REPUBLIKA.CO.ID, JAKARTA--Mahkamah Konstitusi (MK) menyatakan Komisi Pemberantasan Korupsi (KPK) keliru dalam memahami ketentuan penyelidikan dan penyidikan terhadap Wakil Presiden RI, Boediono terkait dengan kasus pemberian dana talangan (bail out) Bank Century.
Korupsi, menurut MK, dalam arti hukum pidana itu berbeda dengan korupsi dalam arti hukum tata negara. ''KPK boleh memeriksa korupsi siapapun, tanpa harus lewat MK,'' kata Ketua MK, Mahfud MD kepada wartawan, Selasa (20/11).
Sebelumnya KPK menyatakan tidak bisa melakukan penyelidikan maupun penyidikan terhadap Boediono lantaran berstatus wakil presiden sebagaimana diatur dalam Pasal 7B UUD 1945.
KPK bahkan mengutip pakar yang menjelaskan mengenai teori konstitusi bahwa penyelidikan terhadap warga negara istimewa seperti wakil presiden hanya bisa dilakukan oleh DPR. Setelah itu, yang bersangkutan dibawa ke Mahkamah Konstitusi untuk diperiksa, diadili, lalu diputuskan.
Menurut Mahfud, korupsi menurut hukum konstitusi bila terkait impeachment atau pemakzulan, maka produk vonisnya dari MK hanya berupa pendapat. Tanpa ada hukuman pidana dan bersifat final.
Sebagai tindak lanjutnya, yang bersangkutan akan diberikan hukuman politik dari MPR. Sedangkan korupsi dalam hukum pidana, itu produknya bisa hukuman penjara. Sehingga penuntut atau pihak yang dituntut bisa mengajukan banding, kasasi, dan ada masa penahanan sebelumnya.

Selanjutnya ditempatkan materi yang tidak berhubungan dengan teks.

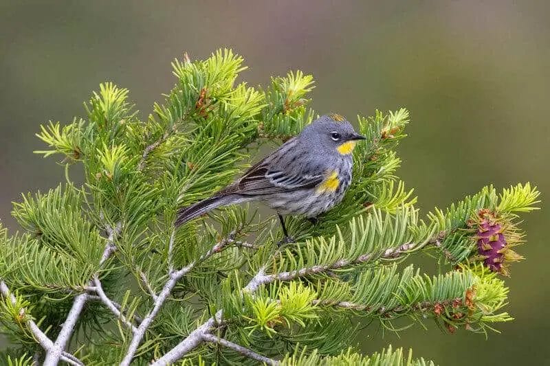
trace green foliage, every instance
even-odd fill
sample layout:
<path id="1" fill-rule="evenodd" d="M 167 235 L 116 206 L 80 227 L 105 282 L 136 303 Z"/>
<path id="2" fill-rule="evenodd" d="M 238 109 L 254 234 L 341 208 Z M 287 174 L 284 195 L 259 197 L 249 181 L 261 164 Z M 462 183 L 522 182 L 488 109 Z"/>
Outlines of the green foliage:
<path id="1" fill-rule="evenodd" d="M 503 311 L 508 288 L 477 253 L 476 225 L 489 215 L 507 245 L 519 244 L 518 215 L 536 209 L 536 187 L 498 194 L 490 185 L 422 218 L 397 174 L 405 108 L 358 117 L 366 140 L 353 152 L 349 192 L 316 225 L 287 218 L 296 242 L 278 247 L 276 219 L 260 217 L 252 204 L 175 229 L 179 207 L 211 196 L 252 163 L 258 148 L 292 138 L 317 115 L 308 106 L 313 78 L 302 71 L 253 88 L 237 82 L 246 67 L 230 49 L 192 62 L 185 54 L 172 66 L 173 88 L 144 118 L 127 89 L 107 82 L 83 117 L 41 127 L 47 149 L 36 152 L 58 154 L 67 183 L 14 203 L 21 232 L 0 227 L 0 282 L 16 299 L 1 297 L 0 330 L 22 346 L 6 358 L 10 365 L 28 364 L 23 354 L 36 350 L 27 321 L 41 319 L 54 341 L 83 293 L 80 334 L 66 350 L 90 365 L 120 363 L 144 319 L 151 325 L 133 354 L 138 364 L 207 323 L 220 339 L 300 365 L 432 365 L 401 349 L 359 354 L 349 348 L 358 319 L 399 332 L 408 327 L 398 318 L 409 326 L 430 318 L 446 332 L 485 334 L 512 319 Z M 72 181 L 76 164 L 81 185 Z M 401 264 L 422 253 L 436 258 L 440 274 Z M 199 340 L 182 364 L 256 363 L 210 342 Z"/>
<path id="2" fill-rule="evenodd" d="M 395 351 L 389 346 L 387 350 L 376 352 L 371 356 L 362 356 L 351 349 L 342 351 L 338 355 L 322 357 L 316 352 L 308 354 L 305 349 L 301 352 L 297 349 L 294 354 L 287 356 L 282 365 L 287 366 L 323 366 L 340 365 L 358 365 L 361 366 L 426 366 L 433 365 L 433 362 L 424 358 L 413 359 L 412 352 L 406 354 L 402 348 Z"/>

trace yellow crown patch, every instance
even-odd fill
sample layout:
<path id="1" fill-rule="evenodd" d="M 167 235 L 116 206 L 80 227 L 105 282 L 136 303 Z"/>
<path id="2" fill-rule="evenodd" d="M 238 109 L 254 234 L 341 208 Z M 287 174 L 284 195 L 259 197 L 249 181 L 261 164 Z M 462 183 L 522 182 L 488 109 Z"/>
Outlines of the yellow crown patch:
<path id="1" fill-rule="evenodd" d="M 343 122 L 344 121 L 346 120 L 346 117 L 344 117 L 343 115 L 339 115 L 338 113 L 330 113 L 330 114 L 329 114 L 329 117 L 331 119 L 333 119 L 333 120 L 335 120 L 336 122 Z"/>

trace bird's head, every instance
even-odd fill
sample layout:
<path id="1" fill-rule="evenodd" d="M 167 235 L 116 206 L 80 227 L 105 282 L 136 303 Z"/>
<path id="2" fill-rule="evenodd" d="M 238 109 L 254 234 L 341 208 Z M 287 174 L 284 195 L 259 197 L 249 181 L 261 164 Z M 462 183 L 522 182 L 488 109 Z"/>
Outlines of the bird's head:
<path id="1" fill-rule="evenodd" d="M 300 139 L 308 144 L 348 155 L 353 151 L 357 140 L 364 140 L 365 137 L 357 133 L 344 117 L 331 113 L 322 115 L 305 126 Z"/>

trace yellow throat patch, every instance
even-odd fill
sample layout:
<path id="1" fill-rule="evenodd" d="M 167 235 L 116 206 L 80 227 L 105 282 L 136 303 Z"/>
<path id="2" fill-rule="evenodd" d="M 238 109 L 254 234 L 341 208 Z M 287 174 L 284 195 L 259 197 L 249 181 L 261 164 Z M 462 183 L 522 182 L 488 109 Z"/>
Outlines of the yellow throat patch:
<path id="1" fill-rule="evenodd" d="M 336 150 L 338 150 L 338 152 L 342 154 L 342 155 L 347 155 L 348 154 L 351 154 L 351 152 L 353 151 L 353 148 L 355 147 L 355 144 L 357 141 L 349 141 L 347 142 L 344 142 Z"/>
<path id="2" fill-rule="evenodd" d="M 317 187 L 317 192 L 324 193 L 326 192 L 334 192 L 338 189 L 338 185 L 340 185 L 338 172 L 336 170 L 333 170 L 331 174 Z"/>
<path id="3" fill-rule="evenodd" d="M 346 118 L 343 115 L 340 115 L 338 113 L 330 113 L 329 114 L 329 117 L 337 122 L 343 122 L 346 120 Z"/>

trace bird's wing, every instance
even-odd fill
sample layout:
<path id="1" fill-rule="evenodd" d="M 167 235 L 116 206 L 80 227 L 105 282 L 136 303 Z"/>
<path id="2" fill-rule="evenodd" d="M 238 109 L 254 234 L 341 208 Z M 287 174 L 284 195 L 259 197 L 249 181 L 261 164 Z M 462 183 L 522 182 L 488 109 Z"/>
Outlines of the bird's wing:
<path id="1" fill-rule="evenodd" d="M 289 141 L 291 142 L 291 141 Z M 287 146 L 289 144 L 285 144 Z M 303 188 L 312 188 L 322 182 L 322 173 L 311 174 L 287 164 L 274 161 L 274 157 L 284 154 L 285 145 L 278 149 L 278 154 L 268 155 L 250 168 L 234 184 L 224 190 L 226 193 L 236 193 L 245 196 L 272 194 Z"/>
<path id="2" fill-rule="evenodd" d="M 249 170 L 237 181 L 232 193 L 256 196 L 311 188 L 320 183 L 323 179 L 322 174 L 291 174 L 283 170 L 259 165 Z"/>

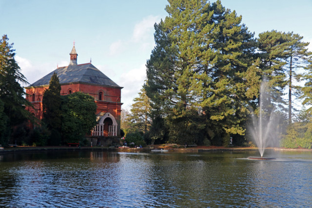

''Waktunya bisa bertahun-tahun baru selesai. Kalau pemeriksaan korupsi dalam hukum konstitusi itu hanya 90 hari dan tak ada penahanan atau penghukuman melainkan pemberhentian. Itu pun tergantung MPR. Abraham salah kalau berpendapat seperti yang dikatakan di DPR tadi."